Metro has said it prefers 911 voice calls because they help emergency dispatchers gather information. Metro advises those who text to describe the location and emergency, to not rely on the phone’s GPS coordinates, to avoid emojis and to not text 911 in a group chat. The system also is not equipped to receive photos or videos and can only process texts in English; however, interpreters are available for voice calls.

While the texting method is new to Metro, SafeNest launched its own text hotline in 2019.

Fear of coming forward

Gillian Pinchevsky, an associate professor of criminal justice at UNLV’s Greenspun College of Urban Affairs, said victims around the country have been resourceful in the way they reach out for help.

“We’ve heard the stories about somebody texting Domino’s pizza or something for their pizza orders when they need help,” Pinchevsky said.

She referred to a 2015 case in which a woman and her three children were being held hostage at home. She placed an online order with Pizza Hut and left a plea for help in the notes field that alerted employees who then notified police.

In 2019, an Ohio woman called 911 and faked a pizza order to discreetly get help for her mother during a suspected domestic violence dispute.

Pinchevsky’s research focuses primarily on sexual victimization and domestic abuse, and the ways that current systems respond to victims of these crimes.
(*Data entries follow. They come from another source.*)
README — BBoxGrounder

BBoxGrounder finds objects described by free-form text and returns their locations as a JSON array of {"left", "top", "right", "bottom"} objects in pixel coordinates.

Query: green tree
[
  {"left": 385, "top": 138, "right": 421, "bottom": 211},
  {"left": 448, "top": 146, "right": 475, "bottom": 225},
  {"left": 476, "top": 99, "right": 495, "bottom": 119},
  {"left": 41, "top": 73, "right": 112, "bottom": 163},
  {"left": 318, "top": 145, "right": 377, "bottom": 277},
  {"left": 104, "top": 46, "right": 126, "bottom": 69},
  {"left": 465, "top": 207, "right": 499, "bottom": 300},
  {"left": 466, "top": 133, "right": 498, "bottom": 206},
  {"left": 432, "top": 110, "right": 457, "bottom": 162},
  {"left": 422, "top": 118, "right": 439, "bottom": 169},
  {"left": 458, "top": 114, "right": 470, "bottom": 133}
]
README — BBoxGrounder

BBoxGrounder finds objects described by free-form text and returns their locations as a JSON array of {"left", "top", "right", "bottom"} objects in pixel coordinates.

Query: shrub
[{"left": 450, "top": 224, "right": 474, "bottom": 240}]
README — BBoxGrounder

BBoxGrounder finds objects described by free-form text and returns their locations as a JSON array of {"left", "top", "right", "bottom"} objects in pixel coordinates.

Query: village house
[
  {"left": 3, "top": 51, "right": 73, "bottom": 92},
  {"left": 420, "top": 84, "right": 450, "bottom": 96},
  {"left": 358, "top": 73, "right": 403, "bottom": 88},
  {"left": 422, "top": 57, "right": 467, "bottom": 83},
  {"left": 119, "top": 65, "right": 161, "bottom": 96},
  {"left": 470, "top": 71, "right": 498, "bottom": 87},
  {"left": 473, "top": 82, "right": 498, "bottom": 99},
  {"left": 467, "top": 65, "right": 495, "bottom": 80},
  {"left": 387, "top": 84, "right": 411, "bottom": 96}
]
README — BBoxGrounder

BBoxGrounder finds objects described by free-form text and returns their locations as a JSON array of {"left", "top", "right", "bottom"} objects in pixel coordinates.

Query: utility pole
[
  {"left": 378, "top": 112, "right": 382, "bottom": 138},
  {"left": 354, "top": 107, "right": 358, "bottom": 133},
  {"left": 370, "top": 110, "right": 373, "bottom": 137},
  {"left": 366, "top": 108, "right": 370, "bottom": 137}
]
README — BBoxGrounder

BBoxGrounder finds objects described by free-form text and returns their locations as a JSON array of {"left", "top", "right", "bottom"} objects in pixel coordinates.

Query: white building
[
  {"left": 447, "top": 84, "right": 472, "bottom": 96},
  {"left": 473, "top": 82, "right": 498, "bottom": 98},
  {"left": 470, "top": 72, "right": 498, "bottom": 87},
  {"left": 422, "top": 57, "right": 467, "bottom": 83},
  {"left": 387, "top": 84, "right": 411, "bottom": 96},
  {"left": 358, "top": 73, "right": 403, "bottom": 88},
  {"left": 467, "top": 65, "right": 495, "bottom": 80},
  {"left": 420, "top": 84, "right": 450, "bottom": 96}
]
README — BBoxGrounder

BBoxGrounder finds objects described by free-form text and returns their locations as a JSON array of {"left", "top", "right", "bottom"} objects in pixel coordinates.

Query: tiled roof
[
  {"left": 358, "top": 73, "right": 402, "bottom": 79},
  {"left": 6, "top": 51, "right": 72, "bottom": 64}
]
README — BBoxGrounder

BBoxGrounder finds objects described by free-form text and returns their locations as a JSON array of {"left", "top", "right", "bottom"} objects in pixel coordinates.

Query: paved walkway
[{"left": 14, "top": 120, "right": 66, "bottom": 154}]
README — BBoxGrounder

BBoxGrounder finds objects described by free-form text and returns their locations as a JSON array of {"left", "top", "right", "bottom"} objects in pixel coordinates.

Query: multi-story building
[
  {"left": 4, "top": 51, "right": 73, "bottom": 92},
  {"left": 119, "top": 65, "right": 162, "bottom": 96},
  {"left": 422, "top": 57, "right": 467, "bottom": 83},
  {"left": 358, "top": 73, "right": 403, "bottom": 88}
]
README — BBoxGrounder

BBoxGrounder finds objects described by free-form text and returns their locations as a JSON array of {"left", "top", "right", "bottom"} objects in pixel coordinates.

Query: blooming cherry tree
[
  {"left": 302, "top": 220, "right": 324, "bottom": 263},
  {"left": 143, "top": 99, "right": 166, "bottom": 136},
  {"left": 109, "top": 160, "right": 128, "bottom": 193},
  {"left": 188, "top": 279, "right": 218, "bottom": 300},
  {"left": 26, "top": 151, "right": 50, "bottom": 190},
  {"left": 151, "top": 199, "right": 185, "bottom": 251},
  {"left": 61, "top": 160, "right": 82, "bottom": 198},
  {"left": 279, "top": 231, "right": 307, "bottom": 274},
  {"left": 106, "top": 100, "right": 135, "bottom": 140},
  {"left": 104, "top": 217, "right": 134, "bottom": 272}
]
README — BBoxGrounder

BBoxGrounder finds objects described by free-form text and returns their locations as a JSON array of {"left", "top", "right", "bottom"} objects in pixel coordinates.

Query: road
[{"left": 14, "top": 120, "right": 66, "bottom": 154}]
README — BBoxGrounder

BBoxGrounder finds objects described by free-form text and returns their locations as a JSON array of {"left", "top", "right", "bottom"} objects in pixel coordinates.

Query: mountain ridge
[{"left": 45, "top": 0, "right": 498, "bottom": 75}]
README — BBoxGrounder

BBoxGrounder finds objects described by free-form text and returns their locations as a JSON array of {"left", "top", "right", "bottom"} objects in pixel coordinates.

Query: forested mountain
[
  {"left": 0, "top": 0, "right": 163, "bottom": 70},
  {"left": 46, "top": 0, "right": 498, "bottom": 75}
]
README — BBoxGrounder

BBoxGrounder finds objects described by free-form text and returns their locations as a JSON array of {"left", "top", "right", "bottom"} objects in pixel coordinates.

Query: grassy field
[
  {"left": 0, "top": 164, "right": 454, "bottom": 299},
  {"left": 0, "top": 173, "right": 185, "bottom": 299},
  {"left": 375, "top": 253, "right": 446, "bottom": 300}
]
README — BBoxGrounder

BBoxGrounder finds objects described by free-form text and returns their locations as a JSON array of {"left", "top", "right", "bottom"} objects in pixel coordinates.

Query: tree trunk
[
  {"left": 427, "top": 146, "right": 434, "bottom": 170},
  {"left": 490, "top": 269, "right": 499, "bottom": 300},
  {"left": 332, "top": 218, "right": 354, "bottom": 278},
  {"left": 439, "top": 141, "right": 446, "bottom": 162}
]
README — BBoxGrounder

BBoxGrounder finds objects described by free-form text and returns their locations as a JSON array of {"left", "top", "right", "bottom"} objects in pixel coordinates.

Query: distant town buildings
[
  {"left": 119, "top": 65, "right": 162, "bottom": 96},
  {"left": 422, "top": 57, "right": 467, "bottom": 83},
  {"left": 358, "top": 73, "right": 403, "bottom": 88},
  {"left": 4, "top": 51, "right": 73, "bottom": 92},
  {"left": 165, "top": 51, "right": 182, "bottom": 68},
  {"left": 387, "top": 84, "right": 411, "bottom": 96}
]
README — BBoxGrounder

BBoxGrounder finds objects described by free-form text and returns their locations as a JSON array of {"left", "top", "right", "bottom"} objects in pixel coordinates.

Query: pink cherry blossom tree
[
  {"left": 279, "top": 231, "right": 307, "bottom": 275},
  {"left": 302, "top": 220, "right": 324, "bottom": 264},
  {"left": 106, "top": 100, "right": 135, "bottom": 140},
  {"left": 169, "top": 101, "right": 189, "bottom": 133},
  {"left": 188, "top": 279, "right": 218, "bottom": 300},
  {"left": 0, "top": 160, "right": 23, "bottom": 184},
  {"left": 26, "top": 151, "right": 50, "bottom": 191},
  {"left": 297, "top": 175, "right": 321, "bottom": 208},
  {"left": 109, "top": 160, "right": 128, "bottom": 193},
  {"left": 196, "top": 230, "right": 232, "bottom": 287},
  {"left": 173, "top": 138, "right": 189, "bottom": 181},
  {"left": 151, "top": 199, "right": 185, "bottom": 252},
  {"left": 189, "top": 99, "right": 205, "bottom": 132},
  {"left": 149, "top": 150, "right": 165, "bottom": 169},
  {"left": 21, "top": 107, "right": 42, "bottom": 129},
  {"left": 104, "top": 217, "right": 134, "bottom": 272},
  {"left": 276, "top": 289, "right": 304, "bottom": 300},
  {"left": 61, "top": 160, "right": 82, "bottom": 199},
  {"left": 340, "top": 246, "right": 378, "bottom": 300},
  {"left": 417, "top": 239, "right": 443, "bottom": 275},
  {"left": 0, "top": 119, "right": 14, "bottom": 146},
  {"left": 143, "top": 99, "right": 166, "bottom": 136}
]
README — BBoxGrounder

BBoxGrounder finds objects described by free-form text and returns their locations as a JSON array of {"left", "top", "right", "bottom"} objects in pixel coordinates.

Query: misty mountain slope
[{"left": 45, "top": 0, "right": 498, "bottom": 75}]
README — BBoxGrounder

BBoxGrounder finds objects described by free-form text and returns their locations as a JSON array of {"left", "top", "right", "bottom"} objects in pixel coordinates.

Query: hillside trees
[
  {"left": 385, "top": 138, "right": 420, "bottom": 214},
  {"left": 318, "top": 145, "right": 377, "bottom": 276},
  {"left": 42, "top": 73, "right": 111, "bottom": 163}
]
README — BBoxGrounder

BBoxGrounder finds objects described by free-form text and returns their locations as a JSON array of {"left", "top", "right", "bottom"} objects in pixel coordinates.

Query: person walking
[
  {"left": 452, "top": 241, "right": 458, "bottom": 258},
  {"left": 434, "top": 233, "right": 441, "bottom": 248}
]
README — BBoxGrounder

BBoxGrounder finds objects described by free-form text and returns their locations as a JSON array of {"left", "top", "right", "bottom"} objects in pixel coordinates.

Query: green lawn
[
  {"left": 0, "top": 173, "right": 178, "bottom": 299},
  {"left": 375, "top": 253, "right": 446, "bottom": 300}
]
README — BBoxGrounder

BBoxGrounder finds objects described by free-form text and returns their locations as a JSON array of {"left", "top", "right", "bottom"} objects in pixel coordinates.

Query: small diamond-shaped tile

The 911 texting program increases the choices and avenues to contact help, she said, but there are underlying reasons why people may not seek help.

Pinchevsky said her research shows people don’t call police for fear of judgment or embarrassment, fear of Child Protective Services being involved and fear of violence getting worse after police involvement.

“There’s a million reasons why people don’t come forward,” Pinchevsky said. “Some of them have to do with the way how people either perceive the system, have been treated by the system in the past and other reasons have nothing to do with this system.”